As such, the United States is concerned that changes made to the text – starting in 2018 and extended today – narrow the focus of the resolution to the Genocide against the Tutsi in Rwanda, and fail to fully capture the magnitude of the violence that was committed against other groups. Many Hutu and others were also killed during the genocide, including those murdered for their opposition to the atrocities that were being committed. Failing to honor and remember these victims presents an incomplete picture of this dark part of history.
Revising the language used to describe past genocides sets a dangerous precedent and risks leading to revisiting other days of reflection. We support the resolution’s overall aim to reflect on the genocide in Rwanda, but also must underscore that our understanding of the circumstances of the genocide in Rwanda has not changed.
We urge our fellow member states to insist that histories of past genocides and other mass atrocities do not fade over time. We owe it to each and every victim of these crimes to faithfully carry forward their memories as part of our vow of “never again.”

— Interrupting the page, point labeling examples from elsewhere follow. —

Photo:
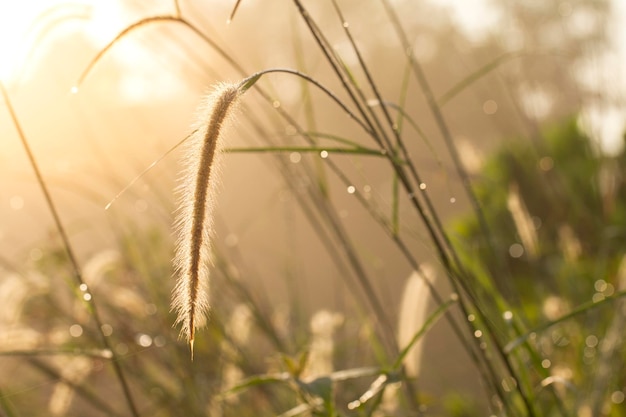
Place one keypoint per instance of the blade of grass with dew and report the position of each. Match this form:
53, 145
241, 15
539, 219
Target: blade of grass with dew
581, 309
309, 110
430, 321
444, 129
91, 306
306, 149
476, 75
81, 389
232, 14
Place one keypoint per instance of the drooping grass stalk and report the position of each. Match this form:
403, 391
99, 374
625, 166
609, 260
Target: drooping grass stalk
69, 251
194, 222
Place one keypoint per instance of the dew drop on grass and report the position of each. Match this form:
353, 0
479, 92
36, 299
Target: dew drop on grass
76, 330
121, 349
107, 329
159, 341
143, 340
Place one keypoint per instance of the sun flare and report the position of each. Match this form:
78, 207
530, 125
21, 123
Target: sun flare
16, 19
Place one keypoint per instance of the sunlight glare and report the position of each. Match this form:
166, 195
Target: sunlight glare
15, 21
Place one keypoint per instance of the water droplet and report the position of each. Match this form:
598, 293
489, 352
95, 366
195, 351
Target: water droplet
597, 297
121, 349
107, 329
143, 340
600, 285
546, 163
76, 330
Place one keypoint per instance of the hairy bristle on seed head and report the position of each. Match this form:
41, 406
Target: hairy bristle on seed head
194, 223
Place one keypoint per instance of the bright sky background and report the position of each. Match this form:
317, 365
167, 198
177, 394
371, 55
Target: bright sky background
20, 27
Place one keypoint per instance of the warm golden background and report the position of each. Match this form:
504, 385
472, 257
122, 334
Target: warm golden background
558, 58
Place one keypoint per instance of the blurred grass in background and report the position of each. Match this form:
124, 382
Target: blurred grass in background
316, 234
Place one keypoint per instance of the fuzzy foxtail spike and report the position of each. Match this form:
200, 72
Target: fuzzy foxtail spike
194, 222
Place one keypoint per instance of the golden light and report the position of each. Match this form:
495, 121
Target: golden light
16, 19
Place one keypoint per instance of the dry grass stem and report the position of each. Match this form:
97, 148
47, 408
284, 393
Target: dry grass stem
194, 223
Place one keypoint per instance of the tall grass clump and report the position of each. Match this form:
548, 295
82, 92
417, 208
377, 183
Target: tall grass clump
367, 174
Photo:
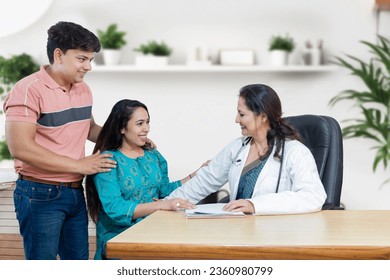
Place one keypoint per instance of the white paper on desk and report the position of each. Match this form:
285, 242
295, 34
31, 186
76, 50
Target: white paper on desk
212, 210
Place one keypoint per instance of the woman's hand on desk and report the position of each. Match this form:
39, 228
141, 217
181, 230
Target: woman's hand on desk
175, 204
241, 205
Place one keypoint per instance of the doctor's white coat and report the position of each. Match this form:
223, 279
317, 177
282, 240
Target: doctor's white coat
300, 188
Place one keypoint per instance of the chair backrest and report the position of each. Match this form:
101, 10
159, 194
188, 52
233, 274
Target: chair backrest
322, 135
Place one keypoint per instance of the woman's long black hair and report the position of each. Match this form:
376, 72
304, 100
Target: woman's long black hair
110, 138
260, 99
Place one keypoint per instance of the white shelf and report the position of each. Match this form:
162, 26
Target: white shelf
213, 69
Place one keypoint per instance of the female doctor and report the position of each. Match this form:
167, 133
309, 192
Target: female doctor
268, 169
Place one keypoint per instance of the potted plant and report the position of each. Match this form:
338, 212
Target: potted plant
12, 70
280, 48
153, 54
373, 102
112, 40
15, 68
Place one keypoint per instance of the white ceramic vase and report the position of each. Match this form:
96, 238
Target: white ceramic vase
151, 61
279, 58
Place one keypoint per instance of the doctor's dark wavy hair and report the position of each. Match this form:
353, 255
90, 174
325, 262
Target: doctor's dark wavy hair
70, 36
260, 99
110, 138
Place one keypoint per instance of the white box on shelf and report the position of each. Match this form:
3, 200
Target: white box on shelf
236, 57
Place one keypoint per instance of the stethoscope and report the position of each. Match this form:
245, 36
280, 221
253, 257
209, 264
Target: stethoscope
237, 161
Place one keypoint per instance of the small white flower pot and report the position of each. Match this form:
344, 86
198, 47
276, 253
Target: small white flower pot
111, 57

We are also concerned about the removal of the reference to the International Residual Mechanism for Criminal Tribunals, which continues its important work to hold those responsible for genocide accountable. The United States urges all states to cooperate with the IRMCT, including its search for eight Rwandans still wanted for their roles in the genocide.
The United States firmly believes that respect for all human rights, including freedom of expression, is critical in the prevention of genocide and other mass atrocities. We reiterate that any efforts to counter incitement and hate speech should respect freedom of expression.
We must also express our disappointment in the negotiation process that led to this resolution. The result is a weaker text that strips out references that would have benefited the Government of Rwanda in its efforts to seek accountability, while forcing Rwanda’s allies, including the United States, to accept language we find concerning. While we are not calling for a vote lest others get the wrong impression about our unwavering support for justice for victims of the genocide, we are concerned that the negotiation process potentially weakened the text, limited the impact, and added unexpected costs.
As we reflect on the Rwandan genocide this year and always, the United States joins with the people of Rwanda and the international community in solemn reflection to commemorate all of the victims killed in the genocide in Rwanda, and to recommit to doing everything in our power to prevent such atrocities from happening again.